Family Office – Risk Management
Maintaining family wealth across generations is extremely complex. The recent global economic difficulties were unprecedented, and many families with significant business assets or private wealth are now looking to stabilize their wealth against this background. For wealthy families in Europe, the uncertainty and volatility resulting from legal, fiscal and political difficulties, coupled with the weakness of the Euro, have added to their problems. Many have been concerned with risks such as permanent loss of capital, counterparty and credit risk, and lack of liquidity. Consequently, with the aim of securing their family legacy over generations they have changed their perception of risk and the definition of risk itself.
The financial crisis of 2008-09, and the fallout from it, has led families to reconsider their approach and behavior towards risk. In broad terms, there has been a shift from too much risktaking before the crisis to too little afterwards. Such subjective perceptions of risk can only be avoided through a stringent and structured risk management process focusing on long-term goals. Furthermore, there is a greater requirement today for additional due diligence procedures for large investments, as well as a desire for more transparency during the investment process.

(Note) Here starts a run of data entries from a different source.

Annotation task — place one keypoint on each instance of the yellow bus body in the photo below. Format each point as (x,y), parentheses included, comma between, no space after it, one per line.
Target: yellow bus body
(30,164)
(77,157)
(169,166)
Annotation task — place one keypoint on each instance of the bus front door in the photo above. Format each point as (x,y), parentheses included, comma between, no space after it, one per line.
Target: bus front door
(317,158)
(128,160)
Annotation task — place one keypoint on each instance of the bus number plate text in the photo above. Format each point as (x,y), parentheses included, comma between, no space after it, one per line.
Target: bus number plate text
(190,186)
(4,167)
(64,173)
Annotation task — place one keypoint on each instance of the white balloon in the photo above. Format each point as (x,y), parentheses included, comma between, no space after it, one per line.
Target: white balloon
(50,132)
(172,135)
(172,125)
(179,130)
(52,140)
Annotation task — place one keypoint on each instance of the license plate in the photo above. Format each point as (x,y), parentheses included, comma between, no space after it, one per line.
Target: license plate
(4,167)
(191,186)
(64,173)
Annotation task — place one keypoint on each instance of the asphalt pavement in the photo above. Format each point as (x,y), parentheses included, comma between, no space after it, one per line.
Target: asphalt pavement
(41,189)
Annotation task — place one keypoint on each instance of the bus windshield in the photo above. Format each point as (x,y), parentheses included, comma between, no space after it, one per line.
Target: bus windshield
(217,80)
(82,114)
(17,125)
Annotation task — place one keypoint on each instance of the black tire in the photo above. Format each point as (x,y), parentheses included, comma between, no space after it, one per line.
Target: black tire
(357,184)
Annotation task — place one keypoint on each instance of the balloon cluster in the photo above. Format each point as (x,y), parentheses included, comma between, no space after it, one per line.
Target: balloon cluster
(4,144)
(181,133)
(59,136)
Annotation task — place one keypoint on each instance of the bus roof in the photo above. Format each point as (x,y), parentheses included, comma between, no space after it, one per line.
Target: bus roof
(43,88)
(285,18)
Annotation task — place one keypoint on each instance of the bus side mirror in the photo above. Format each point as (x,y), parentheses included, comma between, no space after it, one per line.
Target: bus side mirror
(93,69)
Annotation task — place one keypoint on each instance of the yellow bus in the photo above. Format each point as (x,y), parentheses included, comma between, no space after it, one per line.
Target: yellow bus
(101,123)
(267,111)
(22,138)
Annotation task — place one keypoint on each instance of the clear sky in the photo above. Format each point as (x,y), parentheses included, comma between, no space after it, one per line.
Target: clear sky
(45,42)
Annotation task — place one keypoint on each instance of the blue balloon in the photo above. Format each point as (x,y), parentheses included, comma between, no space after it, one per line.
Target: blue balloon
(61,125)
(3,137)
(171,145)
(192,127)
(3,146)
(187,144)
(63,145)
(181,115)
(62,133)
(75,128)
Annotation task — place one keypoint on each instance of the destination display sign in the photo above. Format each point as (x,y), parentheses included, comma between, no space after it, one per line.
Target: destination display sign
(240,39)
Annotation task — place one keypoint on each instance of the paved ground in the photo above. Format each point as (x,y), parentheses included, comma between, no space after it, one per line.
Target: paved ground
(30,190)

Against this background, family offices need to complement their existing standard risk measures with additional techniques, such as using additional portfolio analysis tools combined with scenario analyses for different asset classes. The risk management function within the family office is increasingly moving away from a mere controlling role to a time-critical, strategic advisory role. This trend also has a significant impact on make-or-buy decisions in the family offices.
This new demand for risk transparency has led to the desire to invest more in direct investment opportunities and in real assets, rather than in complex financial capital market products. The ease of understanding investment products, proximity to the investments, and the possibility of having a real influence on the investment are more important now than ever. Long-term investments with lower volatility and a moderate expected return are more often combined with short- to mid-term investments with a significantly higher risk profile to achieve outperformance. As part of this process, the further professionalization of family office services is taking place in processes such as manager selection and due diligence of direct investments, and more stringent controlling of portfolio managers.
Risk management and investment reporting and controlling have thus gained in importance following the financial crisis. Market participants typically say that an optimal diversification or asset allocation strategy, combined with active and highly flexible portfolio-management, are the cornerstones of a solid risk management process.